Boston Dynamics’ All-Electric Humanoid Atlas Robot With Advanced Movement Capabilities Unveiled

Science

Boston Dynamics unveiled the next generation of its humanoid Atlas robot on Wednesday. The announcement came just a day after the company retired the hydraulic Atlas robot. The new Atlas is fully electric and comes with several upgrades over the predecessor, including a superhuman range of motion. In a video, the slender and more athletic robot was shown moving in ways that defy human anatomy. The robotics giant claims it will be able to lift and manoeuvre a wide variety of objects.
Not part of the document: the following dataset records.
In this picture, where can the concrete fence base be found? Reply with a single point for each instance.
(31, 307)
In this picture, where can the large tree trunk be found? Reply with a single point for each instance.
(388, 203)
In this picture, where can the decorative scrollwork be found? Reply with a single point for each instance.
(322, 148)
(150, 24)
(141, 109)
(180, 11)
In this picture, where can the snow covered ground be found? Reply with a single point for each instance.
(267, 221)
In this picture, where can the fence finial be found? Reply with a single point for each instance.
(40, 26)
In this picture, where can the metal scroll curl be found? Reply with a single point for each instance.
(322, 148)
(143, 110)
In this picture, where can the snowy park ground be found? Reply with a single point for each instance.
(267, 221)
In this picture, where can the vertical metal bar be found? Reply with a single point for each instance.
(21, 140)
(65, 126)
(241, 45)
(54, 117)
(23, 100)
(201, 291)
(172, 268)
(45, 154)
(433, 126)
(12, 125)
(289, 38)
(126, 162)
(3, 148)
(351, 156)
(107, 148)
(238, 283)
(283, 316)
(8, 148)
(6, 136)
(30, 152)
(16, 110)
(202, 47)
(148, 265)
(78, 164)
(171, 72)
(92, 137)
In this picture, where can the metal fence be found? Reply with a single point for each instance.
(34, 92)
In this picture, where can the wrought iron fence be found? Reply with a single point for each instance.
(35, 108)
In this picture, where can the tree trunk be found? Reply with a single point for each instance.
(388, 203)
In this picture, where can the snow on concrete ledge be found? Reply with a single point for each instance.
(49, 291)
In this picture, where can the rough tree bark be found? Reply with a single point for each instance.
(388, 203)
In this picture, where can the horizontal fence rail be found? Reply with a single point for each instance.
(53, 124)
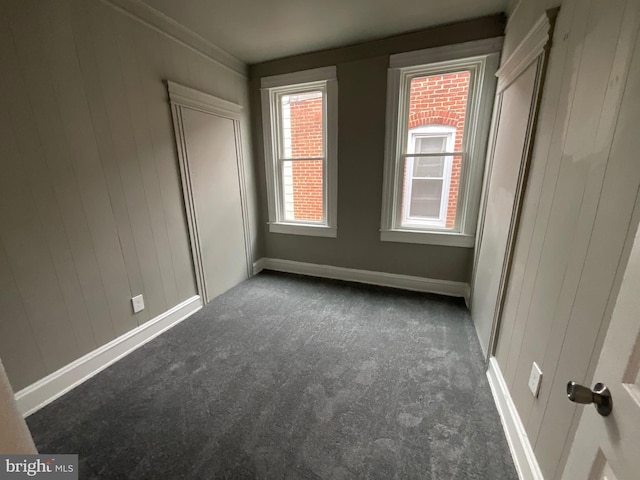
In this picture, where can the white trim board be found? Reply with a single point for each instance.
(534, 44)
(167, 26)
(521, 449)
(404, 282)
(44, 391)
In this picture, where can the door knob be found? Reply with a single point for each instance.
(600, 395)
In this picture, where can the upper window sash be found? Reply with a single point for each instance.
(280, 119)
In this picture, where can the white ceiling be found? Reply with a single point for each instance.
(258, 30)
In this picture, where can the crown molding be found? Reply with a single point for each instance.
(536, 42)
(167, 26)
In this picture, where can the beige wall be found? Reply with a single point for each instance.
(577, 213)
(91, 209)
(14, 434)
(362, 83)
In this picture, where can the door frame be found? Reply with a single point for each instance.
(534, 49)
(181, 98)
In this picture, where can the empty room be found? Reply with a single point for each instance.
(320, 240)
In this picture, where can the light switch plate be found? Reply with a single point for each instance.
(138, 303)
(535, 379)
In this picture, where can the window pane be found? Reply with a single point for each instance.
(431, 144)
(428, 167)
(426, 198)
(302, 125)
(430, 191)
(302, 189)
(439, 100)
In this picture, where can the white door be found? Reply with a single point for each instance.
(608, 448)
(207, 133)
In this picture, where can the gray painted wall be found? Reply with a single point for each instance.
(362, 79)
(91, 209)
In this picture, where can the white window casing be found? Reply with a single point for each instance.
(481, 59)
(280, 201)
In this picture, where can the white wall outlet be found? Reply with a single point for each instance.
(535, 379)
(138, 303)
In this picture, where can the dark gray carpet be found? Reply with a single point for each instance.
(286, 377)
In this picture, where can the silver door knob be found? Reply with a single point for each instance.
(600, 396)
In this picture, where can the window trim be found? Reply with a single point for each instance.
(323, 78)
(484, 54)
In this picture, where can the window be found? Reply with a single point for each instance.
(438, 108)
(299, 114)
(427, 180)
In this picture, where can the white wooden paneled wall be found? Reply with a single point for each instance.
(91, 210)
(577, 215)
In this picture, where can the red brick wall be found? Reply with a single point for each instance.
(306, 141)
(442, 100)
(434, 100)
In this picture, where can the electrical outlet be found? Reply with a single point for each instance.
(535, 379)
(138, 303)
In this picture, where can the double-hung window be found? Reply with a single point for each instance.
(299, 117)
(438, 114)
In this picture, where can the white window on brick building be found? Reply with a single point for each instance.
(299, 113)
(438, 114)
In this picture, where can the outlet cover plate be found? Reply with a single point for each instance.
(535, 379)
(138, 303)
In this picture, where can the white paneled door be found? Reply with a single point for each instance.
(608, 447)
(208, 139)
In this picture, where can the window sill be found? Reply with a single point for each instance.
(300, 229)
(428, 238)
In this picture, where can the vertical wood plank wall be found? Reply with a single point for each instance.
(578, 212)
(91, 209)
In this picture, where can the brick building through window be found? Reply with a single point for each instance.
(435, 100)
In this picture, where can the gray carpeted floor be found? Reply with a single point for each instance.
(287, 377)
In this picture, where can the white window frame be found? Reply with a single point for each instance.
(441, 131)
(482, 59)
(324, 80)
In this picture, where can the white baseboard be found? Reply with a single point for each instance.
(405, 282)
(35, 396)
(521, 450)
(258, 266)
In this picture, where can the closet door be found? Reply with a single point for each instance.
(207, 136)
(520, 81)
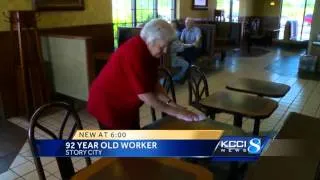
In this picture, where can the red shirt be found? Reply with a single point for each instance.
(113, 98)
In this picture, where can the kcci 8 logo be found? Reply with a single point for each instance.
(239, 145)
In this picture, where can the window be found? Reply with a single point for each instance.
(130, 13)
(231, 9)
(299, 13)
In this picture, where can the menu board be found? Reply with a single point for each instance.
(200, 4)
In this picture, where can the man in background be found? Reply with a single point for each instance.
(191, 37)
(177, 61)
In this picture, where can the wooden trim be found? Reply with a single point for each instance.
(68, 36)
(51, 6)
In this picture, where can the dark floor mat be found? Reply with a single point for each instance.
(289, 66)
(12, 138)
(254, 52)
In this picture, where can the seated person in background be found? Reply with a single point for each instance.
(175, 25)
(178, 61)
(191, 37)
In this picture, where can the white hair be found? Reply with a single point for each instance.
(157, 29)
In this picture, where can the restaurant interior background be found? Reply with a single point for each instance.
(72, 41)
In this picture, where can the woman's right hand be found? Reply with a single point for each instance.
(190, 116)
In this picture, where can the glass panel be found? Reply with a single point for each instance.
(121, 16)
(144, 10)
(308, 20)
(165, 9)
(235, 10)
(293, 11)
(224, 5)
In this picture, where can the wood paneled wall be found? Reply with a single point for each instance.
(102, 40)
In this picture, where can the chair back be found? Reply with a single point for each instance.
(168, 85)
(198, 85)
(38, 123)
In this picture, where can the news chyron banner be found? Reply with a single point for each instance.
(155, 143)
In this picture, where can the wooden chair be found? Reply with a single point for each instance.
(64, 164)
(198, 89)
(168, 85)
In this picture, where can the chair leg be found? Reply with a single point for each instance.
(237, 121)
(212, 115)
(256, 127)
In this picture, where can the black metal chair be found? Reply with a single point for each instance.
(2, 116)
(198, 89)
(168, 85)
(65, 165)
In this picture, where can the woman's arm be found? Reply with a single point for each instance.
(152, 100)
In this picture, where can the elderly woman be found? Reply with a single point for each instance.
(130, 79)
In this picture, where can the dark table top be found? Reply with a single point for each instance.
(299, 126)
(300, 166)
(240, 104)
(143, 169)
(103, 56)
(171, 123)
(260, 88)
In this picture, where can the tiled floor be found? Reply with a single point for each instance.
(303, 97)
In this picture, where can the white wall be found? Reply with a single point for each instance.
(68, 59)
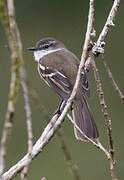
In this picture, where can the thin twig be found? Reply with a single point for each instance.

In a video posted on YouTube, Boston Dynamics introduced the electric Atlas robot designed for real-world applications. Based on the demo, the new robot now has an entirely different design. It no longer possesses a heavy torso plate or carries a wider upper body. The new Atlas has a slender, metallic torso, longer and straighter limbs, no externally connected cables, and a ring light circling its head.

The demo begins with Atlas lying on the ground. As it boots up, the humanoid robot twists and folds its legs backwards over its body and then stands up as it twists its waist by 180 degrees as if a creature from a sci-fi horror movie. In the next few moments, it rotates its head a couple of times showcasing its head that appears to be a large camera lens and walks away taking straighter and concise strides.

In less than a minute, the video demonstrated that the new Atlas robot is not only more agile and flexible, it might also potentially move heavier objects given its larger limbs. Explaining its vision, Boston Dynamics said in a press release, “We designed the electric version of Atlas to be stronger, more dexterous, and more agile. Atlas may resemble a human form factor, but we are equipping the robot to move in the most efficient way possible to complete a task, rather than being constrained by a human range of motion.”

Currently, the electric Atlas is in testing and it will stay that way for the next few years. In this period, the company plans to explore multiple new gripper variations to enable the robot to perform a diverse set of tasks. The testing phase will include a limited number of customers, with Hyundai being the first in the line.